MediaTek Genio for computer vision: a practical guide
Genio is well-matched to computer vision applications: it has MIPI CSI-2 interfaces with hardware ISP, a Mali GPU for OpenCL/Vulkan compute, and an MDLA NPU for inference. The challenge is wiring these together efficiently — the wrong capture path adds unnecessary CPU copies that hurt latency and throughput. This guide covers the full stack from camera to inference to output.
Key Insights
- GStreamer is the right capture layer — it uses hardware ISP and keeps frames in device memory; OpenCV VideoCapture forces a CPU copy on MIPI cameras
- NNStreamer bridges GStreamer and inference — it runs TFLite/ONNX inference as a GStreamer element with no copy between the pipeline and the model
- INT8 quantized models on the NPU are 4–6× faster than FP32 on CPU; quantize your models before deployment
- USB cameras are simpler to start — they appear as standard V4L2 devices, no ISP bring-up required; switch to MIPI CSI for production
- OpenCV for post-processing, GStreamer for capture — use each for what it’s good at; don’t use OpenCV VideoCapture for MIPI cameras
Camera capture options
Option 1: USB camera (V4L2 / UVC)
The easiest starting point. USB cameras appear as /dev/videoN on Genio and work with standard V4L2 tools immediately.
# List connected cameras
v4l2-ctl --list-devices
# Check supported formats
v4l2-ctl -d /dev/video0 --list-formats-ext
# Capture test frame
v4l2-ctl -d /dev/video0 --stream-mmap --stream-count=1 \
--stream-to=frame.raw
GStreamer capture from USB camera:
gst-launch-1.0 \
v4l2src device=/dev/video0 ! \
video/x-raw,format=YUY2,width=640,height=480,framerate=30/1 ! \
videoconvert ! \
video/x-raw,format=RGB ! \
autovideosink
Option 2: MIPI CSI camera (ISP pipeline)
MIPI CSI cameras connect to the Genio CSI connector and go through the hardware ISP. The ISP handles auto-exposure, auto-white-balance, and noise reduction automatically.

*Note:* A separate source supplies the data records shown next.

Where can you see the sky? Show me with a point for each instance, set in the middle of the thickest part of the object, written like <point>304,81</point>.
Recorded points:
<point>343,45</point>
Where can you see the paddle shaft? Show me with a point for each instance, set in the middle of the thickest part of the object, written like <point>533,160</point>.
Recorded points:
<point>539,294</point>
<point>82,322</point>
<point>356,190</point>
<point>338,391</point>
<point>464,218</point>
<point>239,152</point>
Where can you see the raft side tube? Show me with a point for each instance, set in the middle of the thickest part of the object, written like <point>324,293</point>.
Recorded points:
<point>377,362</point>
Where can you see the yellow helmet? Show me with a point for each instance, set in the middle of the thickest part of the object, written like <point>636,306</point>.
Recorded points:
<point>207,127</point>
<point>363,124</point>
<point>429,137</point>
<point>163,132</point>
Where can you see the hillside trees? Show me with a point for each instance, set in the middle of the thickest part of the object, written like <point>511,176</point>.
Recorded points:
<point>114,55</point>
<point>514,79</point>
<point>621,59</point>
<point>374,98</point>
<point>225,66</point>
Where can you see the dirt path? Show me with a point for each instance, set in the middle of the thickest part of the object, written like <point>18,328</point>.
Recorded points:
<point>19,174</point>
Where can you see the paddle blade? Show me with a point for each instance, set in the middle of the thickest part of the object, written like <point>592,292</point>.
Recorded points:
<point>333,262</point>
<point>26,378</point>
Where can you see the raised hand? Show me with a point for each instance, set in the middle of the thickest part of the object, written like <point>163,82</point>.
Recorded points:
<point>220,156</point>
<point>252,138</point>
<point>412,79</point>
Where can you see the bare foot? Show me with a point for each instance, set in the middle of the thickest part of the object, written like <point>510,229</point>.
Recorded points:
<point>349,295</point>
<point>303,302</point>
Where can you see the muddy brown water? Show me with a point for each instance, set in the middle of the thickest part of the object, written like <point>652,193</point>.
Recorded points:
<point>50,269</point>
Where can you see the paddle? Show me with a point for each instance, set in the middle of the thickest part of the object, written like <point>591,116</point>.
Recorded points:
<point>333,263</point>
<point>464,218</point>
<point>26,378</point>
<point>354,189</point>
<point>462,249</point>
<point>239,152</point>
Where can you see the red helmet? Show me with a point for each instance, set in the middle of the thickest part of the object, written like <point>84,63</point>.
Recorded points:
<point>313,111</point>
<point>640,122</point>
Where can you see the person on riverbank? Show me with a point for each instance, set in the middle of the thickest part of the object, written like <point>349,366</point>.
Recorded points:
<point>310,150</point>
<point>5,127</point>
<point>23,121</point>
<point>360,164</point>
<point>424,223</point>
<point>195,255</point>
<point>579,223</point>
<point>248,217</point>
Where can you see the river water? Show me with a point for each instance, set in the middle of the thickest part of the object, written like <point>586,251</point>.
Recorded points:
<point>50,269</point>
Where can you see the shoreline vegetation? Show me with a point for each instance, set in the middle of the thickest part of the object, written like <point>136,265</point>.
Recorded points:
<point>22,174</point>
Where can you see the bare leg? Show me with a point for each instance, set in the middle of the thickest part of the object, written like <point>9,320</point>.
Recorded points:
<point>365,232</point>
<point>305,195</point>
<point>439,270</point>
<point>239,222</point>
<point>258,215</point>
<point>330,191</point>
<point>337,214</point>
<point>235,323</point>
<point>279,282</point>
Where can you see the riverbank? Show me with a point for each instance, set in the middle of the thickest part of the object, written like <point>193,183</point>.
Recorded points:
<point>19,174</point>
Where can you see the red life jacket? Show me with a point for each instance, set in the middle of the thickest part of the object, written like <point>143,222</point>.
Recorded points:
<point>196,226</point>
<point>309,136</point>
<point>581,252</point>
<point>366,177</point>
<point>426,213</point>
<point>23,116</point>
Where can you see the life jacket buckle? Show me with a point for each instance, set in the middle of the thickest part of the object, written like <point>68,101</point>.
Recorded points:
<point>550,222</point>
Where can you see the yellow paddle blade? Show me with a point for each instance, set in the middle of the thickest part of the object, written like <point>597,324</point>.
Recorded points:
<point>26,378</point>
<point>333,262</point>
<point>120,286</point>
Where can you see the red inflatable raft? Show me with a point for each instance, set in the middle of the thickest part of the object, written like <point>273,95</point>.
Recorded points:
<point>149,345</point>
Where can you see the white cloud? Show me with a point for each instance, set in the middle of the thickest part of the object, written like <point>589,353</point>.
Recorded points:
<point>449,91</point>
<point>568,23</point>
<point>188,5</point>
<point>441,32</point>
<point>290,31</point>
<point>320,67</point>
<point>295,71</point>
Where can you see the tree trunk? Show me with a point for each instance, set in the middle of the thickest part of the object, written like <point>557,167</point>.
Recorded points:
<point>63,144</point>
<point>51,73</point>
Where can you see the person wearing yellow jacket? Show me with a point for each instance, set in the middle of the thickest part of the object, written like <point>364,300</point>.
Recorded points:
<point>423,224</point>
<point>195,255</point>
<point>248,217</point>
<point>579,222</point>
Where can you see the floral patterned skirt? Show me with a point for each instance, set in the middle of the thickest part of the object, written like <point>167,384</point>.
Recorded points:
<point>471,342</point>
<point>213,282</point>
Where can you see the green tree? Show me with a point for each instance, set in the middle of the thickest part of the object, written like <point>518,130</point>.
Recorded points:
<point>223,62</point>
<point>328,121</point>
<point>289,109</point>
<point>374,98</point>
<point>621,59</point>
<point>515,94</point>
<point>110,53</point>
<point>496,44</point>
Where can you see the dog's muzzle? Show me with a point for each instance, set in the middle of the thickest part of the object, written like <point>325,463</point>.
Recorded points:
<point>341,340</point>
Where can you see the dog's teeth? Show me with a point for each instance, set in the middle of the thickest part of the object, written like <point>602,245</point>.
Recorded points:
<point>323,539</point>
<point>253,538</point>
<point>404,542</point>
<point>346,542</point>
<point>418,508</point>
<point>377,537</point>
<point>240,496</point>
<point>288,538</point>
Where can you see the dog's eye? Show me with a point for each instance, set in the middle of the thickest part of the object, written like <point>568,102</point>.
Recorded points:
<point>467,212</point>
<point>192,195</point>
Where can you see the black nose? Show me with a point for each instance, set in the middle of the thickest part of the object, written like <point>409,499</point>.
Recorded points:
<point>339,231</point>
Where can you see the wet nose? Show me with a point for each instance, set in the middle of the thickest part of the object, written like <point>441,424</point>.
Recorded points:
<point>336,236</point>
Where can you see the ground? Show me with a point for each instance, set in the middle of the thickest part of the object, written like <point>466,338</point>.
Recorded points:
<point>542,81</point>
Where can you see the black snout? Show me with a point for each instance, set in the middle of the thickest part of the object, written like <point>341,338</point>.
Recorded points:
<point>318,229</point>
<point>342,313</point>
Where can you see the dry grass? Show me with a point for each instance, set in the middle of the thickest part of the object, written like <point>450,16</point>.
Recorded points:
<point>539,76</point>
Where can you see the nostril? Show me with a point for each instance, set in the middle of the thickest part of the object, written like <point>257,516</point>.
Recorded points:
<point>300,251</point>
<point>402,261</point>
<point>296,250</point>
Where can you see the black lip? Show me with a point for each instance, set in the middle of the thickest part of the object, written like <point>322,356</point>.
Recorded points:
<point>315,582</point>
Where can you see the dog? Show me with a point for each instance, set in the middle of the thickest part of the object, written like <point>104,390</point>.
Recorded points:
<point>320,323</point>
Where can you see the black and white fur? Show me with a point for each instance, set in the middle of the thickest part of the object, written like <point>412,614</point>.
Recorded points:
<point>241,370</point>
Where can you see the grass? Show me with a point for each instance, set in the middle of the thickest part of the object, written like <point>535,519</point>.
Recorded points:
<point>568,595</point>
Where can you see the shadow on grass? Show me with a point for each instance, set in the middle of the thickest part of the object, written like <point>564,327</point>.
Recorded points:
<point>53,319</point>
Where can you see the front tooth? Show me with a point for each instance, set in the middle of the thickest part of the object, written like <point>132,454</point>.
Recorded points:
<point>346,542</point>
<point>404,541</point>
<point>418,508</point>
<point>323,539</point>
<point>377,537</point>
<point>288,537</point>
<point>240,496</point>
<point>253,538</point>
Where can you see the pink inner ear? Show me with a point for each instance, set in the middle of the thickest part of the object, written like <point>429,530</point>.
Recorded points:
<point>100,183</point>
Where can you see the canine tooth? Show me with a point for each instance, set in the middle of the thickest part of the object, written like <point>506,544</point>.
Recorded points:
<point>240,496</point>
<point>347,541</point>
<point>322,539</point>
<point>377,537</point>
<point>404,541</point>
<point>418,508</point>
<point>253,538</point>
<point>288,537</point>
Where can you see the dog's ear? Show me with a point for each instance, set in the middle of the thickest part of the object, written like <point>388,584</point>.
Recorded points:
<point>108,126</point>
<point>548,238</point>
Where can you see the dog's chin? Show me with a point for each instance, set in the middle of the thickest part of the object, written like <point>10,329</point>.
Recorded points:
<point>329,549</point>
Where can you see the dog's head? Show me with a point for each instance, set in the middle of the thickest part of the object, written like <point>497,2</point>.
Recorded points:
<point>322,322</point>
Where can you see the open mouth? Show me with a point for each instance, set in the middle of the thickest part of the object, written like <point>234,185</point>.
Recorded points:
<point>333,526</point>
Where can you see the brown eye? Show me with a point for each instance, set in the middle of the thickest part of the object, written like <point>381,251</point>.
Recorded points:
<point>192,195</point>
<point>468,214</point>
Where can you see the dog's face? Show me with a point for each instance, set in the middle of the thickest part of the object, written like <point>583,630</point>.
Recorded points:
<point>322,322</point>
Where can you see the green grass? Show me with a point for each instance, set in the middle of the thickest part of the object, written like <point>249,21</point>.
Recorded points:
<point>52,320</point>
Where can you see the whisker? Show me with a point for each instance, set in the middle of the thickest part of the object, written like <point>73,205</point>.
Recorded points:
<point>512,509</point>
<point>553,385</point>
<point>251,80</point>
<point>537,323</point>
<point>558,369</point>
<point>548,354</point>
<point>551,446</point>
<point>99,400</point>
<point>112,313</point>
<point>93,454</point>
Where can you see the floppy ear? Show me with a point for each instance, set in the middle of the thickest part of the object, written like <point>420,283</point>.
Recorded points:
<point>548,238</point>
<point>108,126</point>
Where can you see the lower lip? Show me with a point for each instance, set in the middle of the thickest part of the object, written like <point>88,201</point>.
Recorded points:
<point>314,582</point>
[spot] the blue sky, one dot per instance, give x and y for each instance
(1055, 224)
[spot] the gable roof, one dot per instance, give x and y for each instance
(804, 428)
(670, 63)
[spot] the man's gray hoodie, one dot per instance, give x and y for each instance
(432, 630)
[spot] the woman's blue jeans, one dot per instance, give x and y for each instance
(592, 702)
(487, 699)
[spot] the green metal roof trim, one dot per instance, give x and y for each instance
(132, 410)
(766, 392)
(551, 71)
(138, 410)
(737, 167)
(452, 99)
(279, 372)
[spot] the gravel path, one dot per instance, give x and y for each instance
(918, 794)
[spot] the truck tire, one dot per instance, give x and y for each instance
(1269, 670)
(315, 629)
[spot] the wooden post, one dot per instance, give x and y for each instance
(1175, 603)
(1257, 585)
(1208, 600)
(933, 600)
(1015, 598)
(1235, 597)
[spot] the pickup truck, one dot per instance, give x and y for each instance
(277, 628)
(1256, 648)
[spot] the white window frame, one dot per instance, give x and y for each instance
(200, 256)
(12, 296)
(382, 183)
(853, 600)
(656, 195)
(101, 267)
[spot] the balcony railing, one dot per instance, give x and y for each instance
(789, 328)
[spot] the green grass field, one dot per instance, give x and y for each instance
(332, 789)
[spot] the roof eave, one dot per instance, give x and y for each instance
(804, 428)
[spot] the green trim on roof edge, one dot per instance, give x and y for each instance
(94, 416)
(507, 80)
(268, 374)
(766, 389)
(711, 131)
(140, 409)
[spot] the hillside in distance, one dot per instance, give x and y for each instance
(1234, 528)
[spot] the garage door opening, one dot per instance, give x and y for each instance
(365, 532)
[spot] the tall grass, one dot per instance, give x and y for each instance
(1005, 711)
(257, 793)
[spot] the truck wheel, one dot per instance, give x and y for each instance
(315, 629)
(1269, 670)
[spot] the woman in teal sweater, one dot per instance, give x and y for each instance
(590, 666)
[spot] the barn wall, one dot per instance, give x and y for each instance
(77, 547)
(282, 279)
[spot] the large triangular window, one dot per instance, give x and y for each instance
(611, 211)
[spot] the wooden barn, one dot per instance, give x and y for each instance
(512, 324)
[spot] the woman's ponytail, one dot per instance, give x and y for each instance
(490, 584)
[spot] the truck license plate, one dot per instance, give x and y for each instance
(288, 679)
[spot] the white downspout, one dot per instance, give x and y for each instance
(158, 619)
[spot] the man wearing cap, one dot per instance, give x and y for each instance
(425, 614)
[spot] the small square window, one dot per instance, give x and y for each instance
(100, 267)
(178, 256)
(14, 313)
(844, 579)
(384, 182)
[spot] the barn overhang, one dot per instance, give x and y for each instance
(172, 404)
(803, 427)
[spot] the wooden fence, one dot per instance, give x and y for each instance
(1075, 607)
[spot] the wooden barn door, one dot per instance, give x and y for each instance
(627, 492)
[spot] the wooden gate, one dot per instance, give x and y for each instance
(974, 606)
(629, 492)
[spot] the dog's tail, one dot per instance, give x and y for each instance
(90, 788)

# Check that the camera sensor was probed
dmesg | grep -i "sensor\|imx\|ov"
# List V4L2 devices including subdevices
v4l2-ctl --list-devices
media-ctl -d /dev/media0 --print-topology
GStreamer MIPI CSI capture (using libcamera on Ubuntu):
gst-launch-1.0 \
libcamerasrc camera-name="/base/soc/seninf@1a040000/port@0" ! \
video/x-raw,format=NV12,width=1920,height=1080,framerate=30/1 ! \
videoconvert ! autovideosink
On Yocto with V4L2 backend:
gst-launch-1.0 \
v4l2src device=/dev/video0 ! \
video/x-raw,format=NV12,width=1920,height=1080 ! \
videoconvert ! autovideosink
OpenCV with GStreamer capture
Avoid cv2.VideoCapture(0) for MIPI CSI cameras — it goes through V4L2 with a CPU copy. Use a GStreamer pipeline with appsink to feed frames into OpenCV:
import cv2
import numpy as np
# GStreamer pipeline that feeds into OpenCV
pipeline = (
"v4l2src device=/dev/video0 ! "
"video/x-raw,format=BGR,width=640,height=480,framerate=30/1 ! "
"appsink name=sink max-buffers=1 drop=true sync=false"
)
cap = cv2.VideoCapture(pipeline, cv2.CAP_GSTREAMER)
while True:
ret, frame = cap.read()
if not ret:
break
# frame is a 480x640x3 BGR numpy array
# Process with OpenCV
gray = cv2.cvtColor(frame, cv2.COLOR_BGR2GRAY)
edges = cv2.Canny(gray, 100, 200)
cv2.imshow("Edges", edges)
if cv2.waitKey(1) == ord('q'):
break
cap.release()
TFLite inference with Neuron Stable Delegate
For object detection (SSD MobileNet example):
import tflite_runtime.interpreter as tflite
import cv2
import numpy as np
# Load model with NPU acceleration
interpreter = tflite.Interpreter(
model_path="ssd_mobilenet_v2_int8.tflite",
experimental_delegates=[
tflite.load_delegate("libNeuronStableDelegate.so")
]
)
interpreter.allocate_tensors()
input_details = interpreter.get_input_details()
output_details = interpreter.get_output_details()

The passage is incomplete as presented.